We had been using the kylo data ingest template to read the data from our Oracle and DB2 databases and move it into HDFS and Hive.
The kylo data ingest template also provided some features to validate, profile and split the data based on validation rules. We also built some custom processors and added them to the template.
We recently migrated to NiFi 1.9.0 (CDF), and a lot of Kylo processors don't work there. We were able to make our custom processors work in 1.9.0 but the kylo nar files don't work. I don't know if any work around exists for that.
However given that the kylo project is dead, I don't want to depend on those kylo-nar files and processors, what I wanted to understand is how do I replicate that functionality using the standard processors available in NiFi.
Essentially are there processors that allow me to do the below:
1. Read data from database - I know QueryDatabaseTable.
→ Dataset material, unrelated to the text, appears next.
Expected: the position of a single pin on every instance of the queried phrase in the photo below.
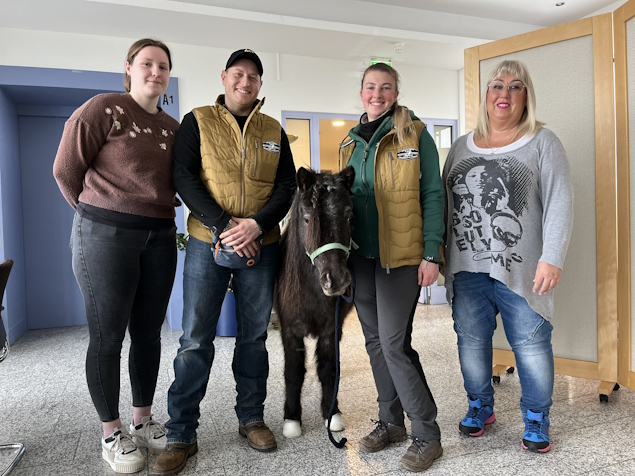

Any other? How do I make it parameterized so that I don't need to create one flow for one table. How can we pass the table name while running the job?
2. Partition and convert to avro- I know splitavro, but does it partition also, and how do I pass the partition parameters
3. Write data to HDFS and Hive- I know PutHDFS works for writing to HDFS, but should I use PutSQL for Hive by converting the avro in step 2 to SQL? Or is there a better option. Does this support upserts as well?
4. Apply validation rules to the data before being written into Hive. Like calling a custom spark job that will execute the validation rules and split the data. Any processor that can help achieve this?
I know a few users in this group had used kylo on top of NiFi. It will be great if some of you can provide your perspective as well.
Thanks in advance.